A ball is thrown striaght up from a height of 3 ft with an initial velocity of 40 feet per second. How high will the ball go? Assume that the only force acting on the ball is gravity where the acceleration due to gravity is -32 feet per second per second.

h(t) = 3 + 40t - 16t^2

Now just find the vertex of the parabola.

To find the height the ball will reach, we can use the kinematic equation:

\[v_f^2 = v_i^2 + 2a \Delta y\]

Where:
- \(v_f\) is the final velocity of the ball, which will be zero when it reaches its highest point,
- \(v_i\) is the initial velocity of the ball,
- \(a\) is the acceleration due to gravity, and
- \(\Delta y\) is the change in height.

In this case, \(v_f = 0\), \(v_i = 40\) ft/s, \(a = -32\) ft/s², and \(\Delta y\) is what we need to find.

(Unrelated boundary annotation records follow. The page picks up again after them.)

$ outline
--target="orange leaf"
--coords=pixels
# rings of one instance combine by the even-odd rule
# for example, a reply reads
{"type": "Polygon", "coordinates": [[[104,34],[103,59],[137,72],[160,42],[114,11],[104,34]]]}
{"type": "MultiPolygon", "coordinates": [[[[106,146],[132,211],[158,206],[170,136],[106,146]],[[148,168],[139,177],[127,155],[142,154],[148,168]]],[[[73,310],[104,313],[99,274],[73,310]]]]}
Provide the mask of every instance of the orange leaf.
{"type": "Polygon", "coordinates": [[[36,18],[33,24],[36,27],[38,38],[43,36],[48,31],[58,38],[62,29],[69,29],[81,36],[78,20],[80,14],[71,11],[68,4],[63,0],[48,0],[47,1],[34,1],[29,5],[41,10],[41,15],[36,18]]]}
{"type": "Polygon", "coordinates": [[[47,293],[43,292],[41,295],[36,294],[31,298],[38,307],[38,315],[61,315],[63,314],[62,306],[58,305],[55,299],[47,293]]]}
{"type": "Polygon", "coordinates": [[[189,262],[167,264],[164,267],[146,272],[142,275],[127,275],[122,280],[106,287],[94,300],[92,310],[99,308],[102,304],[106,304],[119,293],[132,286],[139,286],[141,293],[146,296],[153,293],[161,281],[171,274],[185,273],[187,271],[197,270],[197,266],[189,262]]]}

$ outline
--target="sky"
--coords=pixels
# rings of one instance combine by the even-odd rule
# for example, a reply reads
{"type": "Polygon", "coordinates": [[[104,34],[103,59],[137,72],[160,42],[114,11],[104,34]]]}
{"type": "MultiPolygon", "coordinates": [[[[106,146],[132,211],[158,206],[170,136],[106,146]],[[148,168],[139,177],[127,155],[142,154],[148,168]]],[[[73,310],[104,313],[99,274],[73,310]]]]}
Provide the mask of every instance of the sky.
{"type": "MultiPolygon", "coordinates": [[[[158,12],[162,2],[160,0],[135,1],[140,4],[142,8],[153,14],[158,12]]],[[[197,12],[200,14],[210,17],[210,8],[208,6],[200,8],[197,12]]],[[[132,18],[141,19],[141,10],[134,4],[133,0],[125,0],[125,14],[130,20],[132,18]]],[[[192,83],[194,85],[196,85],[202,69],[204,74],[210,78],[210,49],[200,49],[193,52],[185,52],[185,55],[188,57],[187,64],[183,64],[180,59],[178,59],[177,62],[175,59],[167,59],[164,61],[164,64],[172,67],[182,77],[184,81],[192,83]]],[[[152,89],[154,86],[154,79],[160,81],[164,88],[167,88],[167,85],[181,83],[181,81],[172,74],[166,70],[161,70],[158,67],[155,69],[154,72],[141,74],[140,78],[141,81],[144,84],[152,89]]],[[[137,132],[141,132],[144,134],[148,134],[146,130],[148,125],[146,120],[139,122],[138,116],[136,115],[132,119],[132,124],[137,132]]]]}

Rearranging the equation to solve for \(\Delta y\):

\[2a \Delta y = -v_i^2\]

\[\Delta y = \frac{-v_i^2}{2a}\]

Substituting the given values, we get:

\[\Delta y = \frac{-40^2}{2(-32)}\]

Calculating:

\[\Delta y = \frac{-1600}{-64}\]

\[\Delta y = 25\]

Therefore, the ball will go up to a height of 25 ft.